New York, US (PANA) - The UN High Commissioner for Refugees (UNHCR) on Friday said that Mauritania and Burkina Faso continue to receive large numbers of Malian refugees fleeing
conflict between the army and ethnic Tuareg rebels in the northern region of their country.
``Refugees tell our staff that their main fear is being caught up in the fighting and they are
also concerned about bandits who are taking advantage of the prevailing instability to loot
homes and property,'' Andrej Mahecic, UNHCR spokesperson, said in a statement from Geneva.

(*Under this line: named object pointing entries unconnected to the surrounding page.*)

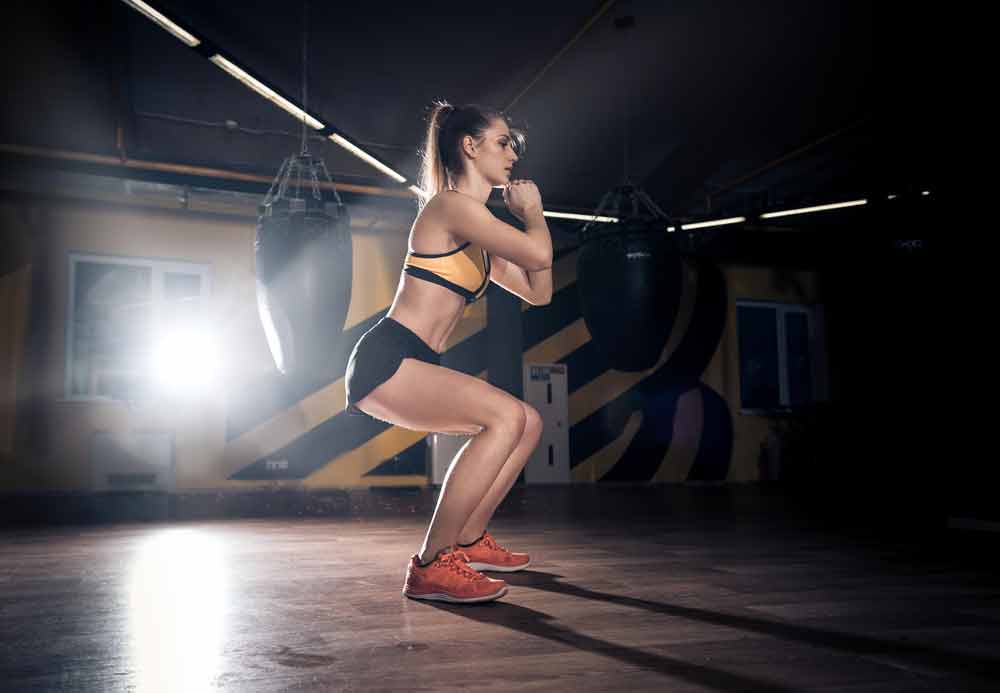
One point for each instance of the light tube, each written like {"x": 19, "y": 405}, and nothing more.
{"x": 580, "y": 217}
{"x": 717, "y": 222}
{"x": 805, "y": 210}
{"x": 266, "y": 91}
{"x": 145, "y": 9}
{"x": 365, "y": 156}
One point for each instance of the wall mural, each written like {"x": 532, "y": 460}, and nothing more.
{"x": 287, "y": 429}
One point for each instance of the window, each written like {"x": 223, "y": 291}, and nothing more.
{"x": 119, "y": 311}
{"x": 782, "y": 362}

Mahecic said: ``Tens of thousands of people have been uprooted from their homes in Mali,
with many seeking refuge in neighbouring countries, since fresh clashes erupted in mid-January between the Malian army and the Tuareg insurgency known as Mouvement National de Liberation de l’Azawad (MNLA).
He disclosed that the Mauritanian government estimates that there are now over 31,000 Malian refugees in that country, the majority of them having arrived over the past six weeks,
adding that, ``some 1,500 people are arriving daily''.
He also said that, ``in Burkina Faso, where 19,198 refugees have already been recorded by the authorities, 500 Malians on average are crossing the border every day. The number of refugees entering Niger has subsided over the past week''.
``The overall number of people who have crossed from Mali into neighbouring countries now
stands at close to 80,000.
``Inside Mali, the number of internally displaced persons (IDPs) has been revised upward to
81,000, according to Government officials and humanitarian organizations operating in the
north,'' the spokesperson stated.
Mahecic said that, ``UNHCR has started to register refugees in all three countries of asylum
to enable the agency to refine the number of affected people and establish what their needs
are''.
He also said that refugees are settling along the border in the arid regions of Burkina Faso,
Mauritania and Niger, where a prolonged drought has caused acute food and water shortages in recent years.
Mahecic said: ``A coordinated relief effort includes trucking water into areas where those in need have gathered and distributing rice and other forms of food.
“We are also planning to relocate refugees to several camps that we are establishing in the
region.”
``In Mauritania, we have already transferred 8,300 particularly vulnerable men, women and
children from the border crossing in the region of Fassala further inland to a camp called
Mbera,” the UNHCR spokesperson added.